97久久精品人人澡人人爽,seqingav,国产亚洲精品第一综合

99999久久久久久亚洲,欧美人与禽猛交狂配,高清日韩av在线影院,一个人在线高清免费观看,啦啦啦在线视频免费观看www

前瞻：數(shù)據(jù)科學中的探索性數(shù)據(jù)分析（DEA）

2021-11-16

CDA數(shù)據(jù)分析師出品

作者： tukey

數(shù)據(jù)科學愛好者知道，在將原始數(shù)據(jù)輸入到機器學習模型之前，需要對其進行大量數(shù)據(jù)預處理。為此，需要遵循一系列標準來準備數(shù)據(jù)，具體取決于手頭問題的類型（回歸或分類）。這個過程的一個主要部分涉及以所有可能的方式評估數(shù)據(jù)集，以找到有價值的相關性（彼此和目標之間的特征依賴性）并排除噪聲（不一致或異常值，即不合格的數(shù)據(jù)點）。

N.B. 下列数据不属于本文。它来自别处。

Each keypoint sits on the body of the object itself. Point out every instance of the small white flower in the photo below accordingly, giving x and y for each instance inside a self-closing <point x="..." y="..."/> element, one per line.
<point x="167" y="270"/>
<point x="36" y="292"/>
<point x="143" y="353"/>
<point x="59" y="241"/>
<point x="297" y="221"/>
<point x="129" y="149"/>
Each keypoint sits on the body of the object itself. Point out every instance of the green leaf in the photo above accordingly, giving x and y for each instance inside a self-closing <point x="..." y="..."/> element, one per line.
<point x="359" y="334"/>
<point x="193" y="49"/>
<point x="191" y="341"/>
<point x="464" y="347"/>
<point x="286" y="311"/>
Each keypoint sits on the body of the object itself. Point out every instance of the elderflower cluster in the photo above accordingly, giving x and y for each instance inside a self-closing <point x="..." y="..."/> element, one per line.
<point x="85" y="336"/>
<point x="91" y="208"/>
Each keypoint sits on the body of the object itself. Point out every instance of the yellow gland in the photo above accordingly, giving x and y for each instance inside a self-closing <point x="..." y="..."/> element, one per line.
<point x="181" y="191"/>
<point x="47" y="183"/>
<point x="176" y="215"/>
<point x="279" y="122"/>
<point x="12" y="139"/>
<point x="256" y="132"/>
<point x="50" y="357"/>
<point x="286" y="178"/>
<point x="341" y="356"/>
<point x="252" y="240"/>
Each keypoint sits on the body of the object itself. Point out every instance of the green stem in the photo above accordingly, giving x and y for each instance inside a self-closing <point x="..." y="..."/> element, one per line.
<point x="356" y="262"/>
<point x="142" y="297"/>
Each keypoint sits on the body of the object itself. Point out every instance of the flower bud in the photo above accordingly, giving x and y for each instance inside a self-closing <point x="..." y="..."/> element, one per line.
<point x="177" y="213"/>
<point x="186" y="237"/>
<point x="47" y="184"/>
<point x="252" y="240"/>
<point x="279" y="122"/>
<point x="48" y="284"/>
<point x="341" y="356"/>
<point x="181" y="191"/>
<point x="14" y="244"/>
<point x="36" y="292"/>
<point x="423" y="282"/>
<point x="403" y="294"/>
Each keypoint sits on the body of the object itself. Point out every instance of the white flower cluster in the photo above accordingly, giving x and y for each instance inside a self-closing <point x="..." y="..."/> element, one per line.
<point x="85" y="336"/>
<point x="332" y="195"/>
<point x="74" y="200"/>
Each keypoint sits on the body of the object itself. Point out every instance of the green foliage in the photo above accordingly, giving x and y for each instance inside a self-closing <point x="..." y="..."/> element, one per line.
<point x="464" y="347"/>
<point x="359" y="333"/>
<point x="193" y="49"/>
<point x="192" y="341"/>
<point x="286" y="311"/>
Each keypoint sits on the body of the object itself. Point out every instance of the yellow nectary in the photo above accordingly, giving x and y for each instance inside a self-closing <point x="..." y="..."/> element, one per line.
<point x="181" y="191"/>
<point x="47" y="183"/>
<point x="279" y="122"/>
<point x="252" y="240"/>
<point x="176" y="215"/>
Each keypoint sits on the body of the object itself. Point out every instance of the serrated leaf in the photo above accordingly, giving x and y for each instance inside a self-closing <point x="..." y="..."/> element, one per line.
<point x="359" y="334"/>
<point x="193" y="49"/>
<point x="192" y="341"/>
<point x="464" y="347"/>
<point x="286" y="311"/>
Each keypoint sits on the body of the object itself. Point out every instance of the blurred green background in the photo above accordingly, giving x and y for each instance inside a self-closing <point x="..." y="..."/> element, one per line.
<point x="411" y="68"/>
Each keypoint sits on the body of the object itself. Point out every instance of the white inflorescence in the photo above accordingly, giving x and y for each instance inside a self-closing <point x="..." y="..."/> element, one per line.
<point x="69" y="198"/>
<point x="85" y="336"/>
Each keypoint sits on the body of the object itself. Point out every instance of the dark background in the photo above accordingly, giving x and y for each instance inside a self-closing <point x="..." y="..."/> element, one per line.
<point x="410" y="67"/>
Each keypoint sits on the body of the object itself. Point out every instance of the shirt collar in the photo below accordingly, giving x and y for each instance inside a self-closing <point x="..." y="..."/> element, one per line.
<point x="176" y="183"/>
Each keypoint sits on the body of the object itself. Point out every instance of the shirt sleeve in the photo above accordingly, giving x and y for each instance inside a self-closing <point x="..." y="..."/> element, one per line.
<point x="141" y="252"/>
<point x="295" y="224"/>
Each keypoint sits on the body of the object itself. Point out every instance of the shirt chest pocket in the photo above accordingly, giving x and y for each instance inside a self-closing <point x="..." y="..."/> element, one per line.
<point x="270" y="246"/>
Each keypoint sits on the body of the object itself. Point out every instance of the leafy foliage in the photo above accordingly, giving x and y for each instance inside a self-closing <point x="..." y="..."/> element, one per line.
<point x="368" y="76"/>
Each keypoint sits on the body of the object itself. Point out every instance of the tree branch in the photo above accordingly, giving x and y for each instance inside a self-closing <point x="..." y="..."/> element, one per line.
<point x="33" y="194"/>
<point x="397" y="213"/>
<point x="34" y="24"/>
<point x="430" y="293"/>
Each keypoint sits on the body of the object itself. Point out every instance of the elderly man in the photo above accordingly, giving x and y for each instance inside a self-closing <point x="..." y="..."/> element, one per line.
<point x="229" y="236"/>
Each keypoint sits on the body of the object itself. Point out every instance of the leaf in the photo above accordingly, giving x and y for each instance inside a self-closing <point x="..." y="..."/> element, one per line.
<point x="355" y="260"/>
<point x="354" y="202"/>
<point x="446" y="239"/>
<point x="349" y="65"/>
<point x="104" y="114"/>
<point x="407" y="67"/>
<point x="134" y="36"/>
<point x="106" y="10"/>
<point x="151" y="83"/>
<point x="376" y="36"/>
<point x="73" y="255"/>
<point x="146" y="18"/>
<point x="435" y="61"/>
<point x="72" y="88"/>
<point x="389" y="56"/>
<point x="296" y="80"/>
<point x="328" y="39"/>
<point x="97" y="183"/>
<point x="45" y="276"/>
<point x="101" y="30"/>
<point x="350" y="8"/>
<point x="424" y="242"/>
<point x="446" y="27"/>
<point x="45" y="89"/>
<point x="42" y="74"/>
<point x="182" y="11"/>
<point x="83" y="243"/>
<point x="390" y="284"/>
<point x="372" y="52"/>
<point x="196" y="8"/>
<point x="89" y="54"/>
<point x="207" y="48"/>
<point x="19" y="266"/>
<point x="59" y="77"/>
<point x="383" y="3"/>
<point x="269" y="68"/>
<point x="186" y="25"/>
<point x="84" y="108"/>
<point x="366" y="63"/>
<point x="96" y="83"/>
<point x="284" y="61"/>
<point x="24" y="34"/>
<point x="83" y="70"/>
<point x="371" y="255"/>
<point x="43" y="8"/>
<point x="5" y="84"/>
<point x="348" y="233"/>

要探索任何數(shù)據(jù)集，Python 是可用的最強大的數(shù)據(jù)分析工具之一，此外，還有同樣強大的 Python 庫可以更好地可視化數(shù)據(jù)。

因此，為了使數(shù)據(jù)更有意義或從可用數(shù)據(jù)中提取更多價值，必須快速解釋和分析它。這是Python數(shù)據(jù)可視化庫通過生成圖形表示和讓數(shù)據(jù)說話所擅長的地方。通過這種方式，我們可以發(fā)現(xiàn)大量數(shù)據(jù)背后所有可能的趨勢和模式。

今天，數(shù)據(jù)科學和機器學習不僅僅適用于具有強大計算機科學背景的人。相反，歡迎來自不同行業(yè)的專業(yè)人士對數(shù)據(jù)有著相同的熱情，盡管他們具有一些統(tǒng)計知識，但這種趨勢正在增加。這就是為什么來自不同背景和教育背景的人傾向于嘗試數(shù)據(jù)科學和人工智能必須提供的東西。

但是對于剛剛開始使用機器學習的初學者來說，理解數(shù)據(jù)的選擇太多是具有挑戰(zhàn)性的，有時甚至是壓倒性的。我們都希望我們的數(shù)據(jù)看起來很漂亮并且可以展示，以便更快地做出決策?？傮w而言，EDA可能是一個耗時的過程，因為我們仔細查看多個圖以找出哪些特征是重要的并對結(jié)果產(chǎn)生重大影響。此外，我們尋找方法來處理缺失值和/或異常值、修復數(shù)據(jù)集中的不平衡以及許多此類具有挑戰(zhàn)性的任務。因此，在選擇滿足 EDA 需求的最佳庫時，這是一個艱難的選擇。因此，對于任何開始機器學習之旅的人來說，從自動化 EDA 庫開始都是一種很好的學習體驗。這些庫提供了良好的數(shù)據(jù)整體視圖，并且易于使用。只需幾行簡單的 Python 代碼，這些庫就可以節(jié)省時間，并使新手能夠更加專注于了解如何使用這些不同的圖來理解數(shù)據(jù)。但是，初學者肯定需要對這些庫生成的圖有基本的了解。

在本文中，我們將為初學者討論三個有趣的自動EDA Python 庫。對于這個初學者友好的教程，我們將使用來自sklearn 的內(nèi)置“iris”數(shù)據(jù)集。

我們將首先導入包和庫

#loading the datasetfrom sklearn import datasets import pandas as pd print("pandas:",pd. version )

?pandas: 1.3.2

data = datasets.load_iris()df = pd.DataFrame(data.data,columns=data.feature_names) df['target'] = pd.Series(data.target)df.head()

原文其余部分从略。